California Sues Five Major Oil Companies for Climate Change as Gas Prices Soar

Gas prices have increased in California at a rate more than double the national average in just the last week.

AP/Michael Probst
A cyclist outside Frankfurt, Germany, as the sun rises on July 7, 2023. AP/Michael Probst

The state of California is launching a sweeping lawsuit against five of the world’s largest oil companies, arguing that they are “responsible for causing and accelerating climate change.” This comes as gas prices in southern California have begun to rise at the fastest rate of 2023. 

The lawsuit, filed in the Superior Court of California at San Francisco, alleges that the five oil companies and one industry trade group have engaged in a decades-long campaign to suppress information about the causes and effects of climate change, leading to diminished standards of living for residents of the state. 

“Oil and gas company executives have known for decades that reliance on fossil fuels would cause these catastrophic results, but they suppressed that information from the public and policymakers by actively pushing out disinformation on the topic,” the lawsuit states. “Their deception caused a delayed societal response to global warming. And their misconduct has resulted in tremendous costs to people, property, and natural resources, which continue to unfold each day.”

The lawsuit names ExxonMobil, Shell, Chevron, ConocoPhillips, and BP as defendants. The lawsuit also claims that a leading industry trade group, the American Petroleum Institute, was part of the scheme. 

Governor Newsom’s office praised the action, brought by state attorney general Rob Bonta, in a statement. “Big Oil has been lying to us — covering up the fact that they’ve long known how dangerous the fossil fuels they produce are for our planet,” the statement reads. “It has been decades of damage and deception.”

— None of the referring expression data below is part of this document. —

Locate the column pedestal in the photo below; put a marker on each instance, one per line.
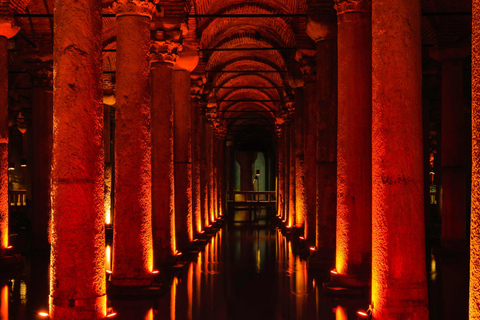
(132, 238)
(77, 272)
(399, 284)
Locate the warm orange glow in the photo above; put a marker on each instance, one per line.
(108, 258)
(108, 217)
(173, 298)
(340, 313)
(149, 315)
(4, 303)
(190, 291)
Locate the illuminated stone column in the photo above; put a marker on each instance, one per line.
(132, 237)
(163, 199)
(286, 180)
(203, 165)
(292, 215)
(185, 63)
(8, 29)
(39, 161)
(280, 168)
(77, 272)
(209, 173)
(306, 59)
(196, 169)
(324, 34)
(354, 144)
(453, 206)
(299, 159)
(474, 306)
(399, 288)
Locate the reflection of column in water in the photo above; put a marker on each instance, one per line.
(4, 302)
(340, 313)
(198, 278)
(173, 297)
(300, 286)
(190, 291)
(291, 273)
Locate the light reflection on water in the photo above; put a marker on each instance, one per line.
(246, 271)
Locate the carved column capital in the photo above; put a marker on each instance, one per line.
(164, 51)
(134, 7)
(348, 6)
(42, 74)
(307, 64)
(8, 26)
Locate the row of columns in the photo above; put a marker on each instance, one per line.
(162, 198)
(369, 168)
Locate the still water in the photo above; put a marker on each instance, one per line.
(246, 271)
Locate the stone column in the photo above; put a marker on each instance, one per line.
(196, 169)
(354, 145)
(292, 216)
(453, 150)
(163, 199)
(203, 165)
(39, 161)
(299, 159)
(209, 172)
(323, 31)
(280, 168)
(77, 283)
(132, 238)
(182, 149)
(306, 58)
(8, 29)
(474, 306)
(286, 181)
(399, 288)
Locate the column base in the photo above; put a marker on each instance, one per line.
(321, 262)
(10, 261)
(62, 309)
(348, 285)
(132, 283)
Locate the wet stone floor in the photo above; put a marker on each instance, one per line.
(247, 271)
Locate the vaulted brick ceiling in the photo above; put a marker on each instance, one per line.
(233, 72)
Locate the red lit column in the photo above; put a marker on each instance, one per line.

This sweeping lawsuit comes as gas prices in the Golden State have begun to rise at the fastest pace of 2023 — far outpacing the national increase. 

Many of the six defendants have yet to respond to the lawsuit, but Shell said that the company does not “believe the courtroom is the right venue to address climate change” in a statement to Reuters.

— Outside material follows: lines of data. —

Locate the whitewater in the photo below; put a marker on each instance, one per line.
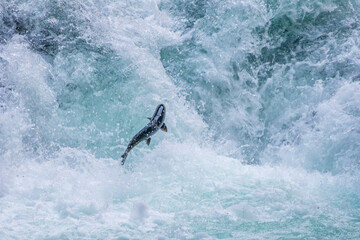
(263, 119)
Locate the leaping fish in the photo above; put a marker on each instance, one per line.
(156, 123)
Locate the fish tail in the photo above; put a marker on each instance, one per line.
(123, 158)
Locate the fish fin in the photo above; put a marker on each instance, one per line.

In a statement to Fox Business, the American Petroleum Institute said that California is engaging in policies and legal action that will only contribute to higher prices for its own citizens.

“This ongoing, coordinated campaign to wage meritless, politicized lawsuits against a foundational American industry and its workers is nothing more than a distraction from important national conversations and an enormous waste of California taxpayer resources,” the group said. 

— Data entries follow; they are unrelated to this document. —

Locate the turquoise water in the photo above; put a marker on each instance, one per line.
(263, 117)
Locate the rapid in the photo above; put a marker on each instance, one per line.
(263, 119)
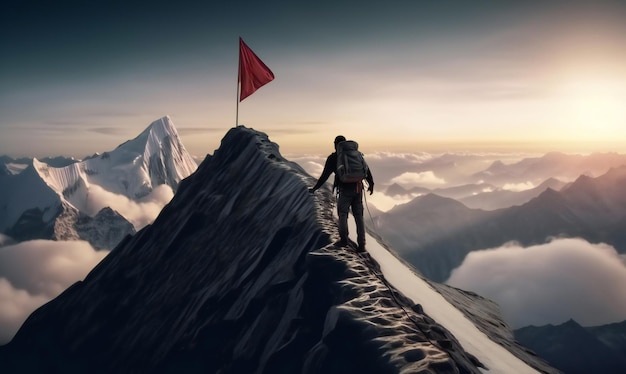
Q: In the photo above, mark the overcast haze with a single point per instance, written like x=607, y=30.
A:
x=398, y=75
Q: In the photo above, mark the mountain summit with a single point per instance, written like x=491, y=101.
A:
x=239, y=274
x=46, y=202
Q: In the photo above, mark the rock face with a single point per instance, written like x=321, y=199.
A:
x=238, y=274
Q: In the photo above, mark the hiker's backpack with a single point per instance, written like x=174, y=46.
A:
x=351, y=166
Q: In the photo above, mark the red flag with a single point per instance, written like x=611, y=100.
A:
x=253, y=73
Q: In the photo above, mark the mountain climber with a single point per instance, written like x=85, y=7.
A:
x=350, y=193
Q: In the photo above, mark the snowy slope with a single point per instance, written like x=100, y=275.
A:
x=42, y=192
x=133, y=169
x=240, y=274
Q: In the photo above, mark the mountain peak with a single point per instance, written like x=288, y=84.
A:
x=240, y=273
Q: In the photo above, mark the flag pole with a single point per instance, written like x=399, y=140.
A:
x=238, y=88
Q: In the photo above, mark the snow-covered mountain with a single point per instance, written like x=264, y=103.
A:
x=48, y=202
x=240, y=274
x=435, y=233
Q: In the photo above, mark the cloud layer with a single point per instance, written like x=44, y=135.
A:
x=34, y=272
x=549, y=283
x=140, y=213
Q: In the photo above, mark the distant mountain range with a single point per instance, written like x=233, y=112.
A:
x=240, y=273
x=578, y=350
x=53, y=202
x=551, y=165
x=435, y=233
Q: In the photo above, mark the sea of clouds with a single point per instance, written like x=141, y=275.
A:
x=549, y=283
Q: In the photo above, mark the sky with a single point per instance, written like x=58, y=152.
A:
x=81, y=77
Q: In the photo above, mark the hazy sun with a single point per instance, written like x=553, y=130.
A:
x=594, y=108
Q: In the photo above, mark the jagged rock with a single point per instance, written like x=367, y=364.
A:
x=238, y=274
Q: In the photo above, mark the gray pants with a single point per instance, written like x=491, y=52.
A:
x=351, y=199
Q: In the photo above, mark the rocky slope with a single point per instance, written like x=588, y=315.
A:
x=239, y=274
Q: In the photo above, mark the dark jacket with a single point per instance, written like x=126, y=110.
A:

According to data from the Automobile Club of Southern California, the average price for a gallon of self-serve regular gasoline has spiked to $5.51 statewide, up 15 cents in the last week, more than double the national rise of six cents in the last seven days.

In southern California, the average price for a gallon of gas increased by 18 cents to $5.62. In the last month, the average price increased by 38 cents per gallon in the southern California region. 

Analysts blame both state policies and refinery shortages in California and global events for the rapid price increases.

“Our pump prices have been skyrocketing as a result of regional refinery outages, as well as from increasing crude oil prices following deadly flooding in Libya, which will temporarily disrupt oil exports from that OPEC nation,” said a spokesman for the Automobile Club, Doug Shupe. “These regional and global factors are putting upward pressure on both regular unleaded and diesel prices all across Southern California.”

Some of the firms named in these lawsuits have already promised to reach some of the most ambitious carbon mitigation goals proposed by Democrats like Mr. Newsom. BP has committed to becoming a “net-zero” company by 2050. Chevron has agreed to reach the goals set forward by the 2015 Paris Climate Accords despite President Trump pulling out of the agreement. 

In the United States, total carbon dioxide output has decreased dramatically in the last 20 years, while the global tonnage of carbon dioxide output has increased dramatically, according to data from the University of Oxford.

Between 2005 and 2021, America’s carbon dioxide output decreased more than 18 percent, to 5.0 billion tons from 6.1 billion tons.

During the same period, worldwide carbon dioxide output increased by more than 25 percent, to 37.1 billion tons from 29.6 billion tons. Since 2005, Communist China has increased its carbon dioxide emissions by more than 95 percent.